Au niveau mondial, d’après l’Evaluation des Ecosystèmes pour le Millénaire, 20 % des récifs coralliens ont disparu, 20 % sont fortement dégradés et 50 % en mauvaise santé. Dans toutes les régions des petits États insulaires en développement (PEID), les récifs coralliens, qui sont leur première ligne de défense, sont déjà durement touchés par la hausse des températures à la surface de la mer. La diminution nette de la couverture de récifs coralliens – environ 34 millions d’hectares au cours des deux dernières décennies – coûtera quelque USD 11,9 milliards à l’économie internationale, touchant particulièrement les PEID, selon le SIDS Foresight Report publié début juin 2014 par le PNUE.

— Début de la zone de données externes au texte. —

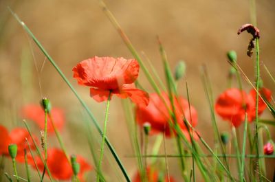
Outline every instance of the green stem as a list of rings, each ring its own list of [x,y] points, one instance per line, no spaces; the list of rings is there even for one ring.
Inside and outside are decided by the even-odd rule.
[[[15,159],[12,159],[12,167],[13,167],[13,170],[14,172],[14,175],[16,176],[16,181],[17,182],[19,182],[19,178],[18,177],[17,174],[16,163],[15,161]]]
[[[25,159],[25,168],[26,169],[28,182],[30,182],[31,181],[31,180],[30,180],[30,174],[29,165],[28,164],[27,150],[26,150],[26,149],[24,150],[24,159]]]
[[[47,57],[47,60],[51,62],[51,64],[54,66],[54,67],[56,69],[59,75],[62,77],[62,78],[64,80],[64,81],[66,82],[66,84],[69,86],[69,87],[71,89],[72,91],[74,93],[74,94],[76,95],[78,101],[80,102],[81,105],[84,107],[87,113],[88,113],[89,116],[91,119],[91,121],[93,124],[95,125],[97,130],[100,133],[100,136],[102,137],[102,131],[99,126],[99,124],[96,120],[95,117],[94,116],[93,113],[91,112],[91,111],[89,109],[87,105],[84,102],[84,100],[80,97],[78,93],[76,92],[76,89],[72,85],[72,84],[69,82],[69,80],[66,78],[66,76],[64,75],[64,73],[62,72],[62,71],[59,69],[59,67],[57,66],[56,63],[55,61],[52,58],[52,57],[50,56],[50,54],[47,52],[47,51],[45,49],[45,48],[42,46],[41,43],[37,40],[37,38],[34,36],[34,35],[32,34],[32,32],[30,31],[30,30],[28,27],[28,26],[25,24],[24,22],[23,22],[16,14],[15,14],[10,9],[11,13],[14,16],[14,17],[17,20],[17,21],[22,25],[22,27],[24,28],[24,30],[26,31],[26,32],[28,34],[28,35],[33,39],[34,43],[36,44],[36,45],[39,47],[41,51],[44,54],[44,55]],[[123,175],[124,176],[127,182],[131,181],[130,177],[128,176],[128,174],[124,168],[120,158],[118,157],[115,149],[113,148],[113,146],[111,144],[110,141],[107,139],[107,137],[105,138],[105,142],[106,144],[107,145],[109,149],[110,150],[113,158],[115,159],[116,161],[117,162],[118,166],[120,167],[122,172],[123,173]]]
[[[45,163],[47,163],[47,109],[45,109],[45,128],[44,128],[44,136],[42,136],[44,137],[44,144],[42,144],[44,146],[44,155],[45,155]],[[46,166],[44,166],[44,170],[42,174],[42,181],[44,179],[45,176],[45,172],[46,172]]]
[[[236,128],[233,126],[232,126],[232,131],[233,134],[233,145],[235,148],[235,152],[236,153],[237,157],[236,157],[236,163],[238,166],[238,173],[239,173],[239,181],[242,181],[243,178],[241,177],[241,155],[240,155],[240,151],[239,150],[239,144],[238,144],[238,139],[236,138]]]
[[[111,100],[111,91],[109,93],[108,96],[108,100],[107,100],[107,104],[106,106],[106,111],[105,111],[105,119],[104,120],[104,129],[103,129],[103,135],[102,135],[102,141],[101,143],[101,147],[100,147],[100,155],[99,157],[98,160],[98,170],[99,172],[98,172],[97,177],[96,177],[96,181],[98,182],[100,181],[100,173],[101,172],[101,163],[102,162],[102,158],[103,158],[103,153],[104,153],[104,144],[105,144],[105,138],[106,138],[106,130],[107,130],[107,120],[108,120],[108,115],[109,115],[109,108],[110,106],[110,100]]]
[[[244,179],[244,170],[245,170],[245,146],[246,146],[246,133],[248,130],[248,115],[245,114],[245,130],[243,132],[243,150],[242,150],[242,154],[241,154],[241,181],[245,181]]]
[[[54,124],[54,118],[52,118],[52,114],[50,112],[49,112],[48,115],[49,115],[50,121],[51,122],[52,126],[54,128],[54,133],[56,134],[56,136],[57,140],[58,141],[59,145],[60,146],[62,150],[66,155],[67,160],[68,161],[68,162],[69,163],[71,163],[71,160],[69,159],[68,153],[67,152],[66,148],[65,148],[64,143],[62,140],[61,136],[59,133],[58,130],[56,128],[56,126]]]

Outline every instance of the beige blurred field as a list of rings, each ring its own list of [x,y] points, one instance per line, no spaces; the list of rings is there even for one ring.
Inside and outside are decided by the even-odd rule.
[[[243,24],[251,22],[250,1],[108,0],[106,3],[136,49],[140,53],[144,52],[152,60],[162,79],[164,80],[157,36],[162,41],[172,68],[179,60],[185,60],[186,78],[180,82],[179,91],[181,95],[186,95],[184,86],[187,81],[192,104],[199,113],[197,128],[212,144],[210,113],[201,80],[200,68],[202,64],[206,65],[215,98],[228,87],[230,66],[226,55],[230,49],[236,50],[241,67],[251,80],[254,80],[254,62],[246,56],[250,35],[236,34]],[[133,56],[98,1],[0,1],[0,124],[9,129],[23,126],[22,118],[18,114],[21,107],[27,103],[38,103],[42,96],[47,96],[54,106],[63,108],[65,111],[67,120],[62,135],[69,151],[80,154],[91,162],[82,132],[83,109],[54,67],[11,16],[7,6],[21,17],[41,42],[101,124],[104,103],[96,103],[89,98],[89,89],[77,84],[72,78],[72,69],[78,62],[94,56],[126,58]],[[256,1],[257,27],[261,31],[261,64],[265,64],[272,75],[275,75],[274,8],[274,1]],[[263,68],[261,71],[265,86],[275,91],[274,83]],[[139,80],[148,92],[153,91],[142,72]],[[243,85],[247,91],[250,90],[245,81]],[[133,150],[119,99],[112,100],[109,113],[107,136],[129,173],[133,174],[137,166],[133,158],[126,157],[133,154]],[[268,119],[271,115],[265,112],[263,117]],[[221,130],[230,131],[228,124],[219,117],[217,119]],[[100,141],[96,131],[94,136]],[[151,140],[152,144],[153,139]],[[54,137],[50,141],[49,145],[58,146]],[[168,142],[173,146],[174,141]],[[168,152],[175,154],[177,151],[171,148]],[[274,160],[270,161],[270,167],[267,169],[268,177],[272,178]],[[178,162],[175,159],[168,159],[168,161],[171,175],[181,181]],[[118,170],[113,161],[115,170],[112,165],[108,165],[106,158],[104,163],[104,170],[109,174],[107,181],[122,180],[121,177],[116,177],[116,170]],[[24,176],[23,168],[21,168]],[[8,171],[11,172],[11,169]],[[94,172],[89,174],[91,181],[94,178]]]

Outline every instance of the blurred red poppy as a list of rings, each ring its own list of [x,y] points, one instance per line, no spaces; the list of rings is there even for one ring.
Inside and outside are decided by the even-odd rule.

À l’île Maurice, cette dégradation est liée à un ensemble de facteurs, incluant certains d’origine naturelle, tels que le blanchissement des coraux, la prolifération d’algues, le réchauffement climatique, l’érosion des sols (quelque 18 500 m2 de plages ont été perdus durant la dernière décennie), la sédimentation, les tempêtes tropicales et la présence d’un prédateur, la couronne d’épines (Acanthaster planci), une étoile de mer épineuse.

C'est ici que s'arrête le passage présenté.